氷原でソルベージュさんが眠りから目覚めた、一ヵ月後…―。
彼の国、ソリテュードの宰相さんからお手紙をいただいた。
『我が王子、ソルベージュを目覚めさせた御礼におもてなしをさせていただきたい。 宰相・アルマン』
(どうして宰相さんから?)
疑問に思っていれば……
文面の最後の方に、走り書きのような拙い一文が書き添えられてあった。
『君に会いたいよ ××× ソルベージュ』
(これは、ソルベージュさんの文字?)
こうして、私は再び氷菓の国・ソリテュードを訪れることになったのだった…―。
城に着いた私を迎えてくれたのは、口髭を生やしたまだ若々しさのある男性だった。
宰相アルマン「お待ちしておりました。宰相のアルマンです」
(この人が、あの手紙の差出人の方?)
○○「このたびは、お招きいただきましてありがとうございます。それで、ソルベージュさんは?」
ソリテュード城を訪れてから、まだ彼の姿を一度も見ていない。
宰相アルマン「それが……ソルベージュ様は、いらっしゃらないのです」
○○「え、お城には戻られてないんですか?」
すると、アルマンさんが言いにくそうに肩をすくめる。
宰相アルマン「いえ、一度は戻ってきたのですが、王子の不在中に私が代わりに政務を行っていたことを知ると……これからも君がやったほうがいいみたいだと、飛び出してしまったのです……」
アルマンさんの話だと、留守の間も問題なく国が回っていたことに、王子はどうやら大変なショックを受けてしまったらしい。
(……繊細な人、なのかな)
宰相アルマン「心配でございます……あのような言動の方なので、他人からは誤解されることも多いのですが心根はお優しく、ご立派な王子なのですよ」
そう言って、アルマンさんは柔らかな笑みを浮かべる。
けれど…―。
宰相アルマン「しかし困りました……私のせいで王子を追い詰めてしまったなんて……私が探しに行っても、素直に戻って来てくださるかどうか。恐らくこの近くにはいらっしゃると思うのですが……」
すっかり恐縮してしまっているアルマンさんが気の毒で、私は軽く挨拶をすませると、王子を探しに街に出ることにした…―。
ソリテュードの街は、南国にも関わらず、大地に張った氷のおかげで、適度な涼しさが保たれている不思議な国だった。
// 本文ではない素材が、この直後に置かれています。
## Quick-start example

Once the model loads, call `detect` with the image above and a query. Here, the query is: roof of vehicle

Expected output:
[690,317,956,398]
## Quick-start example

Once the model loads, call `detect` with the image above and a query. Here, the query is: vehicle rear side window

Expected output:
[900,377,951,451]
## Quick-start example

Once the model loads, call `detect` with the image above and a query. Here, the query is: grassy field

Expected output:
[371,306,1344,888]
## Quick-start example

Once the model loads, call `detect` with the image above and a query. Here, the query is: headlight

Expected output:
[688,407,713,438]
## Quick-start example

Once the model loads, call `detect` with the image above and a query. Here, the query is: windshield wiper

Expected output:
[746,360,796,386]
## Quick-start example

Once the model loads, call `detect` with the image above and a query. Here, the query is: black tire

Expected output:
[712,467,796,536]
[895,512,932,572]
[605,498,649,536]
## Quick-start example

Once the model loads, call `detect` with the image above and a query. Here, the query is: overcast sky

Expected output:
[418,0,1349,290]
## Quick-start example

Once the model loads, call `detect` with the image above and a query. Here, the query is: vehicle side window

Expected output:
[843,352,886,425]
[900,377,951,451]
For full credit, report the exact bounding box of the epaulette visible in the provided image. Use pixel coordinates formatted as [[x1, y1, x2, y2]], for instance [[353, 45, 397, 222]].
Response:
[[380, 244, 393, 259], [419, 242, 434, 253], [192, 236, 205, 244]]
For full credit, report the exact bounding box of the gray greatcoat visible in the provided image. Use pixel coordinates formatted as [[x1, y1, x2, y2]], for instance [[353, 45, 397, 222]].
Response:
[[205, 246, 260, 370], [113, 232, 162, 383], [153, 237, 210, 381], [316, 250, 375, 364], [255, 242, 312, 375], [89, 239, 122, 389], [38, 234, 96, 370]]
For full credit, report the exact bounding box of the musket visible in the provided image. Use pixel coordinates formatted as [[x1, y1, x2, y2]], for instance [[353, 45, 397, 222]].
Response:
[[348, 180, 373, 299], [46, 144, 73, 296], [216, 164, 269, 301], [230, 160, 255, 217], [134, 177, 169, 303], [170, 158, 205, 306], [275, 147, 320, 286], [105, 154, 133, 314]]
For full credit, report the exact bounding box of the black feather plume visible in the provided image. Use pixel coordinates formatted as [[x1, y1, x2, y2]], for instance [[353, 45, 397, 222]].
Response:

街の人の話から、カフェバーで王子の姿を見たと知り、向かってみれば……
ソルベージュ「うっぷ……」
(すごい……本当に近くにいた)
店のお客さん達から微妙に距離を取られた窓際に、ソルベージュさんの姿を発見した。
彼の前のテーブルには、空の酒瓶がいくつも並べられている。
○○「ソルベージュさん……?」
(こんなにたくさん……ひとりで全部飲んだの?)
ソルベージュ「ん……君か。そうだった、呼んでいたんだったかな……?」
彼は眠たげにまばたきをしながら起き上がると、周囲の様子を確認する。
店員やお客さん達が、腫れ物を扱うような目でこちらを見ている。
ソルベージュ「ああ、僕は何やら、やらかしてしまったようだね……滅多にないのだけれど」
よく見れば、ソルベージュさんの目元は赤く腫れている。
○○「何があったんですか?」
ソルベージュ「ああ、この僕に興味を持ってくれるのかい?マドモアゼル」
○○「……っ」
いきなり顔を寄せられたせいで、つい仰け反ってしまう。
ソルベージュ「聞いてくれるかい?この僕を襲った悲劇の除幕を……!」
彼は自分に酔いしれるように自らの肩を抱くと、流れるように私に向かって語り出したのだった…―。